Pour comprendre Daniel Zenner, il faut d’abord passer un peu de temps dans son univers vosgien. Une fois dans son jardin et après avoir avalé les lacets et cahoté sur une route crevassée, un panorama magnifique sur la vallée de Kaysersberg s’offre au regard. Devant les nuances bleutées du crépuscule, l’apaisement s’installe et se poursuit à l’intérieur. Tout ici, à commencer par le lavabo en pierre de la cuisine, a été mis en œuvre pour préserver l’ancien. « Moi, je ne peux pas vivre sans la nature, je vis dedans. Il faut que j’entende mes sources. Je supporte de moins en moins le bruit des voitures, la pollution visuelle. Il me faut mon calme », pose ce cuisinier de formation dont la bibliothèque ne compte pas moins de 800 références.

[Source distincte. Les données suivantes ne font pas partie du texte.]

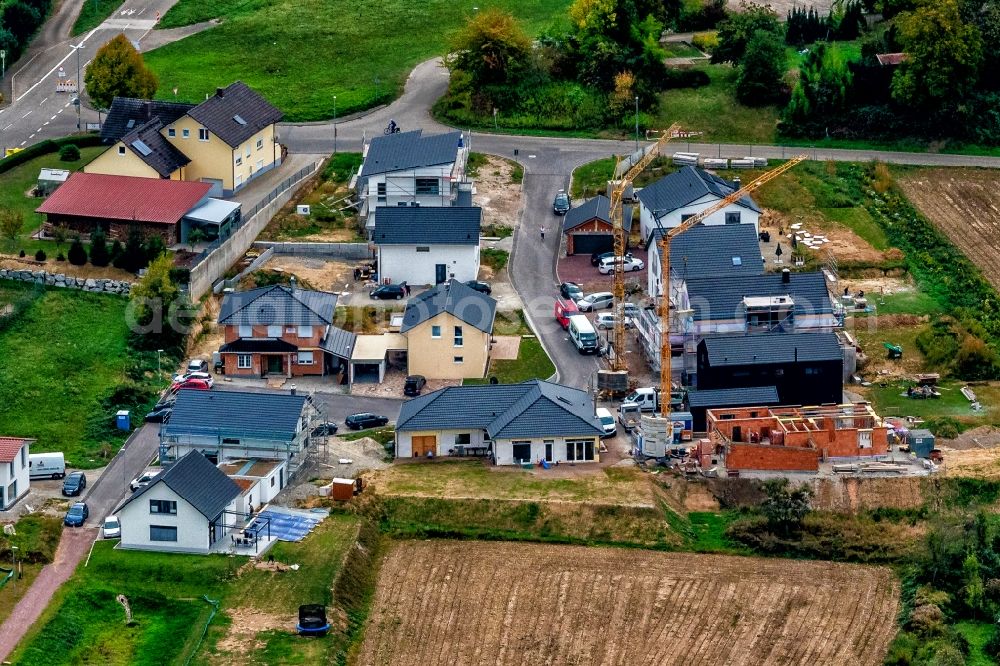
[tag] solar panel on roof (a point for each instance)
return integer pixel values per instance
(142, 147)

Aujourd’hui reconnu pour son savoir-faire de cueilleur, Daniel Zenner revendique la cuisine comme passion première. Une vocation de jeunesse minée par un apprentissage à la dure – doux euphémisme – vers laquelle il est revenu par des chemins de traverses, exerçant son insatiable curiosité à travers champs et forêts. « Pour qu’un chef fasse appel à moi, il faut qu’il soit sensible à la nature et d’un haut niveau culinaire. » Humble, aussi : « Même si on a deux étoiles Michelin, on se forme encore, on ne sait pas tout ». Il faut également accepter de rompre avec la routine des services et se laisser aller à l’observation, le temps d’une promenade aussi instructive que bucolique. Un luxe quotidien que Daniel Zenner ne troquerait contre rien au monde tant le fait de prendre son temps lui a apporté de plaisir tout en glanant des connaissances.
« On regarde comment s’appelle telle plante puis on s’aperçoit qu’elle a des cousins, une famille. L’intérêt pour les arbres, les insectes, la géologie et toutes les sciences de la nature vient spontanément car tout est imbriqué ». Un champ d’exploration infini de couleurs, de saveurs et de textures dont les cuisiniers raffolent particulièrement aujourd’hui. « Autrefois, tout le monde allait cueillir les orties, les pissenlits. Avec les moyens techniques actuels, on arrive à en extraire des parfums, des textures et des couleurs qui permettent aux chefs d’élargir leur palette », relate celui qui aime à rappeler que « Marc Veyrat n’avait pas encore son chapeau quand j’avais le mien et que je donnais déjà des cours. »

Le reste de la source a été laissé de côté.